## Line Chart: Accuracy vs. Completion Tokens
### Overview
The image is a line chart comparing the accuracy of four different methods ("ReST-MCTS*", "PRM+Best-of-N", "ORM+Best-of-N", and "Self-Consistency") as a function of the number of completion tokens (average per question). The x-axis represents the number of completion tokens, and the y-axis represents accuracy. Error bars are present for each data point.
### Components/Axes
* **X-axis:** Completion Tokens (Average Per Question). Scale ranges from 0 to 27,522, with markers at 0, 9,174, 18,348, and 27,522.
* **Y-axis:** Accuracy. Scale ranges from 0.12 to 0.22, with markers at 0.12, 0.14, 0.16, 0.18, 0.20, and 0.22.
* **Legend (Top-Left):**
* Orange line with 'x' markers: ReST-MCTS*
* Red line with '+' markers: PRM+Best-of-N
* Blue line with 'o' markers: ORM+Best-of-N
* Green line with square markers: Self-Consistency
### Detailed Analysis
* **ReST-MCTS* (Orange, 'x' markers):** The line slopes upward, indicating increasing accuracy with more completion tokens.
* At 0 tokens: Accuracy ~0.175 +/- 0.005
* At 2,000 tokens: Accuracy ~0.192 +/- 0.005
* At 9,174 tokens: Accuracy ~0.202 +/- 0.005
* At 18,348 tokens: Accuracy ~0.220 +/- 0.005
* At 27,522 tokens: Accuracy ~0.223 +/- 0.005
* **PRM+Best-of-N (Red, '+' markers):** The line slopes upward, indicating increasing accuracy with more completion tokens.

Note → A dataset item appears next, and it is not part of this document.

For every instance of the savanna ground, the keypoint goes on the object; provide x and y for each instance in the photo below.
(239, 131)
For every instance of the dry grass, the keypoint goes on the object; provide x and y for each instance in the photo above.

* At 0 tokens: Accuracy ~0.170 +/- 0.005
* At 2,000 tokens: Accuracy ~0.175 +/- 0.005
* At 9,174 tokens: Accuracy ~0.190 +/- 0.005
* At 18,348 tokens: Accuracy ~0.210 +/- 0.005
* At 27,522 tokens: Accuracy ~0.215 +/- 0.005
* **ORM+Best-of-N (Blue, 'o' markers):** The line slopes upward initially, then plateaus, indicating that accuracy increases initially with more completion tokens, but then stabilizes.
* At 0 tokens: Accuracy ~0.128 +/- 0.005
* At 2,000 tokens: Accuracy ~0.145 +/- 0.005
* At 9,174 tokens: Accuracy ~0.170 +/- 0.005
* At 18,348 tokens: Accuracy ~0.183 +/- 0.005
* At 27,522 tokens: Accuracy ~0.183 +/- 0.005
* **Self-Consistency (Green, square markers):** The line is relatively flat, indicating that accuracy remains relatively constant with more completion tokens.

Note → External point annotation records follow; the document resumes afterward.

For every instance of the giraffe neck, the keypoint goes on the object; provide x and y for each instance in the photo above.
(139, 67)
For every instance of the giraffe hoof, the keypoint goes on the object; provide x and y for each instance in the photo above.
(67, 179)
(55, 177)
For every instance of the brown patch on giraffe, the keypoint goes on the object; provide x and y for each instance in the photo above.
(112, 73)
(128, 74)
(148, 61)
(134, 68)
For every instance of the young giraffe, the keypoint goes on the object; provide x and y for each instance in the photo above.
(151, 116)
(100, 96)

* At 0 tokens: Accuracy ~0.127 +/- 0.005
* At 2,000 tokens: Accuracy ~0.135 +/- 0.005
* At 9,174 tokens: Accuracy ~0.138 +/- 0.005
* At 18,348 tokens: Accuracy ~0.142 +/- 0.005
* At 27,522 tokens: Accuracy ~0.142 +/- 0.005
### Key Observations
* ReST-MCTS* consistently achieves the highest accuracy across all completion token values.

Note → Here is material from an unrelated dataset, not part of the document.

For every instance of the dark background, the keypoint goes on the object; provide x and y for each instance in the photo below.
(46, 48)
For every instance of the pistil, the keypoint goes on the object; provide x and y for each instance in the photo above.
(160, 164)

* Self-Consistency consistently achieves the lowest accuracy across all completion token values.
* ORM+Best-of-N shows a significant increase in accuracy initially, but plateaus at higher completion token values.
* All methods show some improvement in accuracy with increasing completion tokens, except for Self-Consistency, which remains relatively stable.
### Interpretation
The data suggests that increasing the number of completion tokens (average per question) generally improves the accuracy of the tested methods. However, the extent of improvement varies depending on the method used. ReST-MCTS* appears to be the most effective method, achieving the highest accuracy and showing a consistent increase with more tokens. Self-Consistency, on the other hand, seems to be less sensitive to the number of completion tokens. The plateauing of ORM+Best-of-N suggests that there may be a point of diminishing returns for this method in terms of accuracy improvement with more tokens. The error bars indicate the uncertainty in the accuracy measurements, which should be considered when interpreting the results.